Wednesday, June 10, 2009

Careless Whispers (aka Hayden Cameras and the Internet)

I inadvertedly went on a blog holiday without notice and I for that, I apologize. My computer was on the fritz and I went on vacation. I have drafts of blogs but was not able to publish them. So, in the next weeks, I would release them one at a time.

A lot has happened in the past month, to me (been to Boracay), to the people around me (lay-offs and resignations), to fellow bloggers (break ups and people leaving the country) and to society (American Idol, ConAss). Nothing can surpass though the controversy that grips everyone's attention than the talk about Hayden Kho's personal videos.

Hayden and his hidden camera. What's the big fuss? People have kept diaries of their exploits, black books. Some have naked pictures of themselves or of people they have slept with. What's the difference? These are private, for one's own consumption. Hayden never meant for it to be public. He did not have those videos in order the public to see his private parts and its performance. Yes, there are those who would find it a thrill to have their nakedness all over the net or bluetoothed from phone to phone. Some are paid to perform in front of the camera. In this case, the videos taken were for his own library, maybe view them once in a while when he is all alone with no one to help him with his libido. Maybe to him it is also some sort of trophy room of the conquests he had. Is it a crime to keep such? I don't think so. Is it a sickness? I don't think so. We all have our own idiosyncricies, things we do or collect that others may find weird. In Hayden's case, what made it a scandal is it involves a familiar personality and that media is blowing it out of proportion.

With the senate joining the band wagon, media mileage for the people involved is assured. What's the point why they have these hearings? Obviously not to prosecute. They claim that it aids legislation. From what they are saying, it would be a criminal act taking pictures or videos of people without their consent. Really? That would be the day. So, we won't be seeing news reports and pictures in our magazines, newspapers and on television now. Surveillance cameras should also be prohibited unless everyone being filmed consents to being monitored.

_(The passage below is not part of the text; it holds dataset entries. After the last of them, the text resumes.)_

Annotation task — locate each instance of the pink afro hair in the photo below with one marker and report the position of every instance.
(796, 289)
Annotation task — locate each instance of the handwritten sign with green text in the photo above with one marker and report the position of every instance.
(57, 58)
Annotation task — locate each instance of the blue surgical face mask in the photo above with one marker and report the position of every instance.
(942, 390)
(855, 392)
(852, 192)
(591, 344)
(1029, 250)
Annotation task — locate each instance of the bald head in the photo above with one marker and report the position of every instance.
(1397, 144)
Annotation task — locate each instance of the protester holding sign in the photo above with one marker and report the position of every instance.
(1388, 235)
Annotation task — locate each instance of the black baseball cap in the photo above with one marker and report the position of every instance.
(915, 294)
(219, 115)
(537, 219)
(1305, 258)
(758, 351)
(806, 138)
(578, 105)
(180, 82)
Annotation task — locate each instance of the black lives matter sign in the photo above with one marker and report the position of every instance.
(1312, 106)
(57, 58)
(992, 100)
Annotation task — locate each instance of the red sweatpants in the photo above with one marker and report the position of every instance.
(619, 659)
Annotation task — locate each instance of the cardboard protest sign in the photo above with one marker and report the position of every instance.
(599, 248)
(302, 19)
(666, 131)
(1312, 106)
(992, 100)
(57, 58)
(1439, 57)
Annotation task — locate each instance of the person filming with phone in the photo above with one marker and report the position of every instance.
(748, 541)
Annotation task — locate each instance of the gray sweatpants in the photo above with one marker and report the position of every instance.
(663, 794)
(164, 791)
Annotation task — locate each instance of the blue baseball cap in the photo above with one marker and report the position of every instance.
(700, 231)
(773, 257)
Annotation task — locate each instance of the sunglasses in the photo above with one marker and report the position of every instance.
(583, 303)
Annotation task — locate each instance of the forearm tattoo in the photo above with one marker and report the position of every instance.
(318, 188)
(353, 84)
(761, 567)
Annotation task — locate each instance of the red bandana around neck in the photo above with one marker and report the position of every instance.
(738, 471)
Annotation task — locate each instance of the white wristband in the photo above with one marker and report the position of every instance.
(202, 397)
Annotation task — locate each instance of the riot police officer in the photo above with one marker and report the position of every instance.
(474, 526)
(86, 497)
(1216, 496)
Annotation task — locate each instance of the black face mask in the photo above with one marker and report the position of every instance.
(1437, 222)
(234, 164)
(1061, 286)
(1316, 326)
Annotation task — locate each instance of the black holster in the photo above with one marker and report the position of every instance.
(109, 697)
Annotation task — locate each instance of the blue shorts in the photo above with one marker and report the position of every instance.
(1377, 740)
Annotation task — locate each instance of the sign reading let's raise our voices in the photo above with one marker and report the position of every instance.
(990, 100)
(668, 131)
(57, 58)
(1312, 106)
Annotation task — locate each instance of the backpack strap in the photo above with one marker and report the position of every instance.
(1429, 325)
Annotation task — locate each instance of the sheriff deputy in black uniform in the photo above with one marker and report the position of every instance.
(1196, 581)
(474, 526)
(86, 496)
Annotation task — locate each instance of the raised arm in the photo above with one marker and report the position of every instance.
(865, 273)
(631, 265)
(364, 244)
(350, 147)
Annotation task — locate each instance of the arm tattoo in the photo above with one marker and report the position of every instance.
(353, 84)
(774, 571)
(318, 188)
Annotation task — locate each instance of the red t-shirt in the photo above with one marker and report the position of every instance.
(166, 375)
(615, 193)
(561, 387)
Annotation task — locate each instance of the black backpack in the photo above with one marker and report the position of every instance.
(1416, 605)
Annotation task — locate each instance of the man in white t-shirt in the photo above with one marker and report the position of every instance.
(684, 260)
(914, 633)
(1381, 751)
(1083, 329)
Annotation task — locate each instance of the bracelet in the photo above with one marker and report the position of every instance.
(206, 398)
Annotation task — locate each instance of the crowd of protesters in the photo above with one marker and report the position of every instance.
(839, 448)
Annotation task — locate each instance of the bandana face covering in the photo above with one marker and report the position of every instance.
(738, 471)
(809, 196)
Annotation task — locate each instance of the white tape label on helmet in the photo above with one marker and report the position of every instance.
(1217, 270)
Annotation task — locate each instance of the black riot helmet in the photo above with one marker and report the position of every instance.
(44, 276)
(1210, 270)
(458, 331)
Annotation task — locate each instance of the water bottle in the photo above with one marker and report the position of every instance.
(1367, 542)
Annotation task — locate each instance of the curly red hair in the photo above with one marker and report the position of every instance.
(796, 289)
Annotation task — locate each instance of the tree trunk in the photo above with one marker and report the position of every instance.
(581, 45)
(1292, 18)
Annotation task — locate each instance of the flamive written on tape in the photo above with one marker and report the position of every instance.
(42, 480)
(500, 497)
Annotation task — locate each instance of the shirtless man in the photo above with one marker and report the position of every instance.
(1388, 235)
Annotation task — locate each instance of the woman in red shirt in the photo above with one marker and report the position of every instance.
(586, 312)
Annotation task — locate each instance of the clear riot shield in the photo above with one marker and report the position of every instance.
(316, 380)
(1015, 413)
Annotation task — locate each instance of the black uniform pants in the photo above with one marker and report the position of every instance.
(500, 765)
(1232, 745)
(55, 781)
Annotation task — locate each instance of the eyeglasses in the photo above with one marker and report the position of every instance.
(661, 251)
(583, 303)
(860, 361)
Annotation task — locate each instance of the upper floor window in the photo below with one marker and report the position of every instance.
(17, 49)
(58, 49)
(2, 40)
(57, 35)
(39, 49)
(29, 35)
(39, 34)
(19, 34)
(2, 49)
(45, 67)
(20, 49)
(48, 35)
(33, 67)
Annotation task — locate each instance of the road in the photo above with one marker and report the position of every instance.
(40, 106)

For me, these senators are merely grandstanding, exploiting the limelight so that they shine and are fresh on everyone's mind when the 2010 election rolls in. Tell me. What legislation has the senate pass with all the high profile hearings they have done? And if ever they did pass such legislation, did these hearings make an impact on the law and are we seeing and feeling these laws changing society?

Why are we making a bigger fuss than we should? Just because these are known individuals. Are we alarmed because our sisters, cousins, children, friends or others we may know may be placed in a similar position? I believe what we should be angry with is not Hayden taking personal videos but the people who spread it. These people are heartless. Would they be spreading these if their own family were put to shame with their distribution? If these were criminal acts, why not? Expose them for the world to see but these are private moments and not some pornographic material. One can sympathize with Katrina Halili in this area since these are unguarded moments. And as she stated on her opening statement in the Senate, these videos will live on beyond her acting career and her existence.

Unfortunately, the fault of Katrina's compromising position is her own. I agree there wouldn't be an issue if there wasn't any video but there wouldn't be a video that people would be curious about if there weren't any people involved that were in the video. If they were unknowns, if they were Inday and Dodong, the neighbor's maid and driver, this would not be a hot topic. It would not be news-worthy. Hayden and Dr. Vicky Belo's relationship is a public relationship. You mean, everyone else knew they were an item all except poor little Katrina? She knew what she was getting into. He may not be married but it was public knowledge that he and Vicky were an item. Whether there was drugs involved or not, I believe that is a moot point. She had consented on being on video on her underwear with Hayden singing the now immortal "Careless Whisper." What an appropriate song.

To parrot Boy Abunda, what learnings do we get from the scandal? For me, the primary lesson is: if you know that a person has a partner, don't get involved. Second, ensure private files are stored where no one can retrieve it but yourself.

That's my two cents. Til next time.


  1. never give your password to anyone else.


  2. I'm so sorry to disagree my friend. It's a crime already. The fact that you took a video of your private moments with someone and without his/her consent is foul. Yes, you all have the rights to take video of yourself dressed or even naked and keep it but your right stopped when someone else's right is violated already. I hope you do get what I mean.